There's nothing in the SMART information that demands the drive be replaced. I would suggest the client replace the 8-year old drive due to age alone, wouldn't you? Their choice, of course, but it's a solid recommendation. Nevertheless, my main concern is identifying the root cause of the problem as I said above.

Oh, OK - I thought I'd missed something!

Yes, assuming that there are no other problems and you have the machine stripped down anyway then it's sensible to pop a new SSD in there and the client will be justifiably thrilled. But you still haven't tracked down the cause of the original issue and you can't assume that it's caused by a faulty drive (because so far you haven't shown that the drive is faulty, just old), so supplying new components at random seems a bit premature.

What happened when you followed @cyabro's suggestion and replaced the RAM?
 
Oh, OK - I thought I'd missed something!

Yes, assuming that there are no other problems and you have the machine stripped down anyway then it's sensible to pop a new SSD in there and the client will be justifiably thrilled.
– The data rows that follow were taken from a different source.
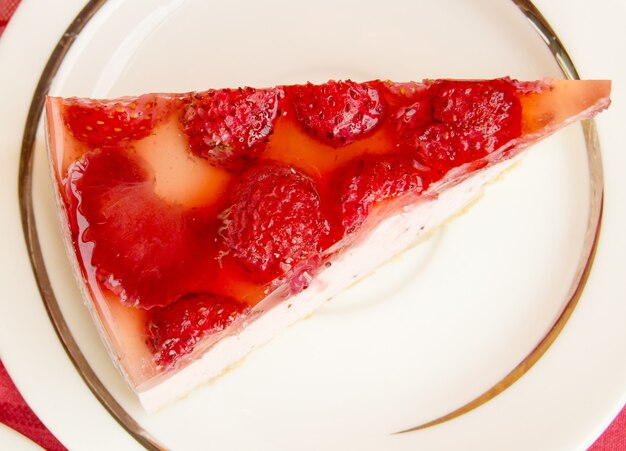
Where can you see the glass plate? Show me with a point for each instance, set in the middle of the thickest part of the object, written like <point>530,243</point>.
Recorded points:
<point>432,335</point>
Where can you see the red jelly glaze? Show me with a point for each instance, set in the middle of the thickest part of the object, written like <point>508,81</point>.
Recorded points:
<point>372,142</point>
<point>337,113</point>
<point>173,331</point>
<point>106,123</point>
<point>230,126</point>
<point>274,221</point>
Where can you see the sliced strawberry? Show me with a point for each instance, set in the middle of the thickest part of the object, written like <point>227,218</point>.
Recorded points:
<point>338,112</point>
<point>274,221</point>
<point>140,244</point>
<point>470,119</point>
<point>103,122</point>
<point>367,181</point>
<point>174,331</point>
<point>230,126</point>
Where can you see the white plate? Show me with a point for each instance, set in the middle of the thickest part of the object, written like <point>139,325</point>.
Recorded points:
<point>426,334</point>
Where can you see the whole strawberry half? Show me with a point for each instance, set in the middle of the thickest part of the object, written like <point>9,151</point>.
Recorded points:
<point>274,221</point>
<point>173,331</point>
<point>141,246</point>
<point>461,121</point>
<point>369,180</point>
<point>108,122</point>
<point>337,112</point>
<point>230,127</point>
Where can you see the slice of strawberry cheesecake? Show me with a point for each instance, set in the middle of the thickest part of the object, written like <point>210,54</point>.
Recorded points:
<point>202,224</point>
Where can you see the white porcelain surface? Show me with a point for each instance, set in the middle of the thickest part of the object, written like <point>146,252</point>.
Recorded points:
<point>425,334</point>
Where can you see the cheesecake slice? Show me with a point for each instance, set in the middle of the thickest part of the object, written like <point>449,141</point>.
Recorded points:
<point>201,224</point>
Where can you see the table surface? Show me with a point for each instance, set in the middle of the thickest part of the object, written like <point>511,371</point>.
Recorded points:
<point>15,413</point>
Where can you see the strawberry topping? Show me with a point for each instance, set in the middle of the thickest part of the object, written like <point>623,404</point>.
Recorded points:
<point>365,182</point>
<point>173,331</point>
<point>140,244</point>
<point>275,221</point>
<point>470,119</point>
<point>230,126</point>
<point>100,123</point>
<point>337,112</point>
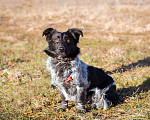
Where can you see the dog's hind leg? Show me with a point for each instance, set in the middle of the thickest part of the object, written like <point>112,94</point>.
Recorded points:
<point>80,100</point>
<point>64,103</point>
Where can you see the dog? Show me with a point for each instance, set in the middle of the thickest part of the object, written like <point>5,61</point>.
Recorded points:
<point>75,80</point>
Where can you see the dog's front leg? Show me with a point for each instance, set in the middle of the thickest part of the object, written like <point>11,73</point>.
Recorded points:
<point>64,103</point>
<point>80,99</point>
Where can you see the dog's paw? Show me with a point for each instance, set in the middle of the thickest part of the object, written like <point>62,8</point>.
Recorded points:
<point>81,111</point>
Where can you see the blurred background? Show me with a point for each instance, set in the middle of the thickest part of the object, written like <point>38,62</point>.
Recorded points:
<point>116,38</point>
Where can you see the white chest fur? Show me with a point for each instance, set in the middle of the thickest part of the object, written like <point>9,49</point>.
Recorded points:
<point>79,75</point>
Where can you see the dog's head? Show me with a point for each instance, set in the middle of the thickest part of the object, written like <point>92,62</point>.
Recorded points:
<point>62,44</point>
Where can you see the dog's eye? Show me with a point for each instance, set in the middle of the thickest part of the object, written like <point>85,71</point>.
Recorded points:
<point>68,41</point>
<point>57,40</point>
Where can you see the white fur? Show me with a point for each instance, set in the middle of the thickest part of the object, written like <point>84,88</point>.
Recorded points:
<point>79,76</point>
<point>80,79</point>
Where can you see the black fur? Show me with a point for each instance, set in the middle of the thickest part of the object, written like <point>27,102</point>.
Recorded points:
<point>63,52</point>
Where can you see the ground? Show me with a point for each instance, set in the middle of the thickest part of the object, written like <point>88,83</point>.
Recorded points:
<point>116,38</point>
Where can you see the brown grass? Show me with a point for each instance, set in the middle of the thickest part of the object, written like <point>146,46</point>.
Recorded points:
<point>116,38</point>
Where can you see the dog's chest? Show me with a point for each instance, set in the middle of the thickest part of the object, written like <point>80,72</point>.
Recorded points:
<point>60,72</point>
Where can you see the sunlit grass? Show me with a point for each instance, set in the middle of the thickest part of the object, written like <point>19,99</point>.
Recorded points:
<point>118,43</point>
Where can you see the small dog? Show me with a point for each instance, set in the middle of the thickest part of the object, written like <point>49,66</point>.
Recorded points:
<point>75,80</point>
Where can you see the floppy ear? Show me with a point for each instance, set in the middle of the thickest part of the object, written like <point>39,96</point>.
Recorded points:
<point>48,31</point>
<point>76,33</point>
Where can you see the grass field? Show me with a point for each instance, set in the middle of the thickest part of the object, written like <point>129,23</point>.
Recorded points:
<point>116,38</point>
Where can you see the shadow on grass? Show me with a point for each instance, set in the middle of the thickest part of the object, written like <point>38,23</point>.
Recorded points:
<point>140,63</point>
<point>124,93</point>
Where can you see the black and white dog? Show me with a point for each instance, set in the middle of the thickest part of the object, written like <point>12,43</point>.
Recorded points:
<point>75,80</point>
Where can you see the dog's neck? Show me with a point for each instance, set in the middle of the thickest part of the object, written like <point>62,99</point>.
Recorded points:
<point>64,59</point>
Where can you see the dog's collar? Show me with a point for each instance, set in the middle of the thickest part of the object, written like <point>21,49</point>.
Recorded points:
<point>68,78</point>
<point>64,59</point>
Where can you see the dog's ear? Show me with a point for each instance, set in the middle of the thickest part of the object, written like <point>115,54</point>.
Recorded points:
<point>76,33</point>
<point>49,53</point>
<point>48,31</point>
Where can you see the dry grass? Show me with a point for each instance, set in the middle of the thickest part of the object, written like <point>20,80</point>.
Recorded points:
<point>116,38</point>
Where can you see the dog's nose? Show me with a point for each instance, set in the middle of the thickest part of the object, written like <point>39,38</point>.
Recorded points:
<point>62,49</point>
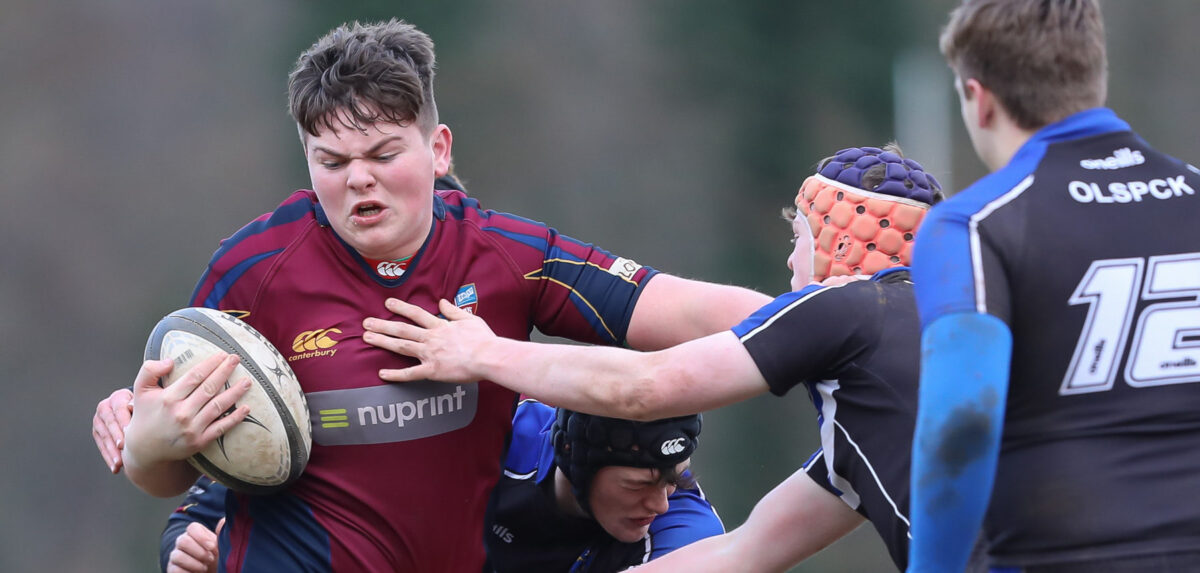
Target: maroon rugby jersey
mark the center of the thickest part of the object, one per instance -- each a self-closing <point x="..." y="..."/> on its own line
<point x="400" y="472"/>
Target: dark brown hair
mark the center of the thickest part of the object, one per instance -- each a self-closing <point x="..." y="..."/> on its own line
<point x="1043" y="59"/>
<point x="361" y="73"/>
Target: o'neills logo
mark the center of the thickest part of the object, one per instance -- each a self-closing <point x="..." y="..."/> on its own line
<point x="315" y="343"/>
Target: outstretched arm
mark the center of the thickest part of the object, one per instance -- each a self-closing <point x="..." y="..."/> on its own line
<point x="964" y="386"/>
<point x="671" y="311"/>
<point x="799" y="511"/>
<point x="695" y="377"/>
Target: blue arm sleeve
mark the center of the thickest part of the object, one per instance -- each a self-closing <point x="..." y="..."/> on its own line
<point x="204" y="504"/>
<point x="689" y="518"/>
<point x="964" y="386"/>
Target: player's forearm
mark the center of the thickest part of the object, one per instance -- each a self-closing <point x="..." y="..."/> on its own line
<point x="159" y="478"/>
<point x="964" y="384"/>
<point x="673" y="311"/>
<point x="605" y="381"/>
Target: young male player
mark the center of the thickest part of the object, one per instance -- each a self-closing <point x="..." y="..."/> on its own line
<point x="1061" y="321"/>
<point x="402" y="487"/>
<point x="579" y="494"/>
<point x="858" y="215"/>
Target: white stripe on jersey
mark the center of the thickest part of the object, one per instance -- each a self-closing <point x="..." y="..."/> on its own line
<point x="876" y="476"/>
<point x="828" y="412"/>
<point x="976" y="257"/>
<point x="785" y="309"/>
<point x="829" y="415"/>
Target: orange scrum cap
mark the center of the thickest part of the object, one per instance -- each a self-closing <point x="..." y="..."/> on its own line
<point x="863" y="231"/>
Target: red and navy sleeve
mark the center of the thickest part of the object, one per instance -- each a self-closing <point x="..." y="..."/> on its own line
<point x="245" y="258"/>
<point x="577" y="290"/>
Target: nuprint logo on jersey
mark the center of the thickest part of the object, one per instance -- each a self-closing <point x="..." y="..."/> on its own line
<point x="391" y="412"/>
<point x="467" y="299"/>
<point x="1120" y="158"/>
<point x="311" y="344"/>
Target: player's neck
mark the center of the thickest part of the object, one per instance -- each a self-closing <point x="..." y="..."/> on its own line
<point x="564" y="496"/>
<point x="1007" y="139"/>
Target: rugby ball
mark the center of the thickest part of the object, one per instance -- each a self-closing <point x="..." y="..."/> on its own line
<point x="267" y="451"/>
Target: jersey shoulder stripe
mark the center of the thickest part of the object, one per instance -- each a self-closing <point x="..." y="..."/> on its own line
<point x="259" y="240"/>
<point x="946" y="258"/>
<point x="771" y="312"/>
<point x="528" y="454"/>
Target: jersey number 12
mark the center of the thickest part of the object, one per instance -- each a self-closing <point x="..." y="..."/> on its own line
<point x="1165" y="345"/>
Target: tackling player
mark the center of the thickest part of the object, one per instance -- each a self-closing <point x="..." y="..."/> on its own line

But you still haven't tracked down the cause of the original issue and you can't assume that it's caused by a faulty drive (because so far you haven't shown that the drive is faulty, just old), so supplying new components at random seems a bit premature.
What gave you the impression I was prematurely doing anything?
 
I don't have the proper tool (Tri-point Y1 Screwdriver) to pull the battery so haven't swapped the memory. Never needed the tool before this.
I don't have that tool either, but upon seeing this post it looks like a must have for MAC work, so I will endeavour to procure one! Pronto!